Although similar to the Rhine and Meuse valley enamels of the same period, this series of plaques is now linked to English production. Political and religious relations in the XIIth century between England, the Rhineland and Lower Saxony are indeed well established and naturally existed both in artistic and technical spheres. This English production is marked by the colour of the enamel which has less gradation leaving a dominant position for the purples and mauves and using very little of the famous bright green, of which only one piece can be seen on Christ's sleeve. The plain and opaque mid-green enamel, used here for Peter's halo and the boat's mast also seem characteristic. The faces with their serious expressions and pronounced features like their wrinkled foreheads and furrowed brows similar to byzantine art are rather unusual. Attention has finally been drawn to the similarities between certain details in the bearing of the figures and the robes and English illuminations.

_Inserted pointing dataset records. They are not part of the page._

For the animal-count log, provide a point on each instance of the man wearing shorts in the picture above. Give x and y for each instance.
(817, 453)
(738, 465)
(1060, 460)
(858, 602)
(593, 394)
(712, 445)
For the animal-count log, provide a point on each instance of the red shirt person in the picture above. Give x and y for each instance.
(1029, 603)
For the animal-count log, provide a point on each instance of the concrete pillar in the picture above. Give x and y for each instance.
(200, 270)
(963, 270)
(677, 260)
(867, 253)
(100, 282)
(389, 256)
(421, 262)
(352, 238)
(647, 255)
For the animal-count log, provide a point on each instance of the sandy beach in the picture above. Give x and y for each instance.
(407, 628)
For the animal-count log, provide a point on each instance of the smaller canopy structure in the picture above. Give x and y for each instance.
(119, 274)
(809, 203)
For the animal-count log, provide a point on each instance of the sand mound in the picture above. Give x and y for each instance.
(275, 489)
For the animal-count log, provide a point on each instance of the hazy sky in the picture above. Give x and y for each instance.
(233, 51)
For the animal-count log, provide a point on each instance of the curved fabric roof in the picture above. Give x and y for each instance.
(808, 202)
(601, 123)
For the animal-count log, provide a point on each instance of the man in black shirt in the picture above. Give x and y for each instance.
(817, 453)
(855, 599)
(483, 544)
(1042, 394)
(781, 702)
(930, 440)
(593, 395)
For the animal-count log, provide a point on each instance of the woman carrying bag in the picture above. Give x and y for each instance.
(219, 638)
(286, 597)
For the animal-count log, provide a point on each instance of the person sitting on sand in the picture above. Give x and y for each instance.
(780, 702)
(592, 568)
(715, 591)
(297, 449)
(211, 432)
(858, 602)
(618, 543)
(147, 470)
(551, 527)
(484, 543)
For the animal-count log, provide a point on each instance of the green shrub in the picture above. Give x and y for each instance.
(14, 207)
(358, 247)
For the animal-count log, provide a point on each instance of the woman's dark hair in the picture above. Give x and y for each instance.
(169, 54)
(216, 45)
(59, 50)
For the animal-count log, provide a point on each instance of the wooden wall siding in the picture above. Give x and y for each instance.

Marie-Madeleine Gauthier, who studied the previously known series of seven plaques, links her iconography to models that would have been provided by some mediaeval cycles, figuring life scenes of Peter and Paul like the Sicilian mosaics in the Palatine chapel in Palermo and those in Monreale or the Romanesque frescos in Saint-Paul-hors-les-Murs and Saint-Pierre-au-Vatican. As several studies have shown, this Siculo-Byzantine iconography was probably transmitted via manuscripts, they highlight the permeation between illuminations and enamel works in the XIIth century. These plaques demonstrate quite remarkably the relations built up between England and both the north and the south of the continent.

This English champlevé enamel plaque, which was kept in a collection in Lyon for several generations, is far rarer than plaques from the Limousine or Rhine and Meuse regions of the same period, and is therefore a genuine discovery which has furthermore reached us in an outstanding state of preservation.